The heat was overwhelming, crushing down on me like a vise. Each breath felt like inhaling fire. I’d survived a war zone in Syria, an earthquake in Nepal, and a hurricane in Puerto Rico. I’d stared down gun barrels and corrupt officials and competed with media sharks for the best shots. But this—this was different. This was beyond human endurance.
My GoCam was still recording, its little green light a steady pulse against the overwhelming orange-gold of this alien desert. Would anyone ever see the footage? Would anyone even look for me when I didn’t return?
I had no family waiting for my call. No boyfriend expecting me home. Just an editor who’d want to know why I’d missed my deadline, and podcast listeners who would assume I’d finally given up the ghost-hunting gig.
I collapsed to my knees. Then to my side.
The sand burned through my clothes, scorching my skin, but I couldn’t find the strength to move. My heart pounded too fast, then too slow. The world tilted and spun around me, my vision narrowing to a pinprick of consciousness.
And just before darkness swallowed me whole, I saw them.
A pair of eyes—gold, slitted, glowing with something wild and hungry—appearing like twin stars through the haze. They floated above me, disembodied in my fading vision, before resolving into a face that wasn’t human. Couldn’t be human. The angles were wrong, the proportions alien, the skin a burnished copper that reflected the twin suns like metal.
The creature—the person—whatever it was—tilted its head, studying me with predatory intensity. Its mouth moved, forming words I couldn’t hear over the rushing in my ears.
I tried to speak. To move. To do anything but lie there dying on alien sand under alien suns.

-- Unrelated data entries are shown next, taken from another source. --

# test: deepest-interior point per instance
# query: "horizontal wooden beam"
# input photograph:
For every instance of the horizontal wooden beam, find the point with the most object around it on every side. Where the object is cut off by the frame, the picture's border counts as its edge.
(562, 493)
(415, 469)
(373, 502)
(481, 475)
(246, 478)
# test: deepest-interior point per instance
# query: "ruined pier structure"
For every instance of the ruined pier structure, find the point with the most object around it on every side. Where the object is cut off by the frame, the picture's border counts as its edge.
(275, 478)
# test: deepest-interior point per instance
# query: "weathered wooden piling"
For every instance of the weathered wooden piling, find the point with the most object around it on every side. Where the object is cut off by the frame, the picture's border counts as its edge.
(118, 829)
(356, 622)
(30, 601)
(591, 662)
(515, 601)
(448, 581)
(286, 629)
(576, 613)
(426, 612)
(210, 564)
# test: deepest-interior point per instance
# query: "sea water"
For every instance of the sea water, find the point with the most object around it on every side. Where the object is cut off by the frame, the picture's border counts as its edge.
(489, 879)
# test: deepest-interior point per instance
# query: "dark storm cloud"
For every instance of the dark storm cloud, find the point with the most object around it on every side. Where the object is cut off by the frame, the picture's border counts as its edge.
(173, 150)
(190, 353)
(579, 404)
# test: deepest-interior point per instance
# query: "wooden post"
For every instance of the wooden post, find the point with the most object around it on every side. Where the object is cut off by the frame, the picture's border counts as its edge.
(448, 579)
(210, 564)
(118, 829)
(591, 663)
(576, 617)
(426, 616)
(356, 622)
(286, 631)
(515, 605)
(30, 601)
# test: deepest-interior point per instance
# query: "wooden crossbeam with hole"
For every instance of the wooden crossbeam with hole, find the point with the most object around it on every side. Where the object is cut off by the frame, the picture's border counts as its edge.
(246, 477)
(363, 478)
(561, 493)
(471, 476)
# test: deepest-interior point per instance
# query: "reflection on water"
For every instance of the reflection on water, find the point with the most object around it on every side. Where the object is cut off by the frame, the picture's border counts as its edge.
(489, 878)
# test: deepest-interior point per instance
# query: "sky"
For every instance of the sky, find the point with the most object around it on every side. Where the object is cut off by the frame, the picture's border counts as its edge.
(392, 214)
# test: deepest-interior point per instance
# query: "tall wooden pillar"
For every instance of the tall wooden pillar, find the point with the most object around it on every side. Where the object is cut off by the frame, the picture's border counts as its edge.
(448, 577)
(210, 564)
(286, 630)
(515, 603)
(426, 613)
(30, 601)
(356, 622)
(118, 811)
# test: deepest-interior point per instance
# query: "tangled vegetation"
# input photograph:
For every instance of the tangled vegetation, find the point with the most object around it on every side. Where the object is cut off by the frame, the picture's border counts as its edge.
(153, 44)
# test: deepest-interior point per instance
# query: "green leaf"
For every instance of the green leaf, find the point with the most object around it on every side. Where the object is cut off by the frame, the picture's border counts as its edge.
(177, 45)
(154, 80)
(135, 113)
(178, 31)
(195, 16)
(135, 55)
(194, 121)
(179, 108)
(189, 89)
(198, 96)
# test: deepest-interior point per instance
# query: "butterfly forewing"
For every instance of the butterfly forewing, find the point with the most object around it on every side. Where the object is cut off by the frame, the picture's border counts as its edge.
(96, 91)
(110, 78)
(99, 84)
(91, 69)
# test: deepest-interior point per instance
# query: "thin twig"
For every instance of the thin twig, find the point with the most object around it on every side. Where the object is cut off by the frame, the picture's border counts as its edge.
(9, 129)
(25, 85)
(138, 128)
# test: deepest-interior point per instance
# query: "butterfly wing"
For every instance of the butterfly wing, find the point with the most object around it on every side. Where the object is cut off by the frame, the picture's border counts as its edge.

But my body had reached its limit.
And then everything went black.
2 /RHAEKAR
The desert didn’t whisper.It screamed. Fine sand hissed against my armor as I crested the dune, scanning the scorched expanse for irregularities. Nothing but fire and memory. Nothing but heat and echoes. This wasteland had killed better Reapers than me—and buried technology that should have never been built. I shouldn’t have been here. This was punishment. Banishment in a tactical uniform. Still, I did what Reapers do. I patrolled.
Twin suns beat down on my shoulders, their combined heat enough to scorch even Rodinian hide. My fur bristled beneath my cooling suit, seeking release from the confines of technology meant to keep me alive in this inferno. House Acinonyx warriors were desert-born, but even we had limits. Two years on this forsaken outpost had taught me mine.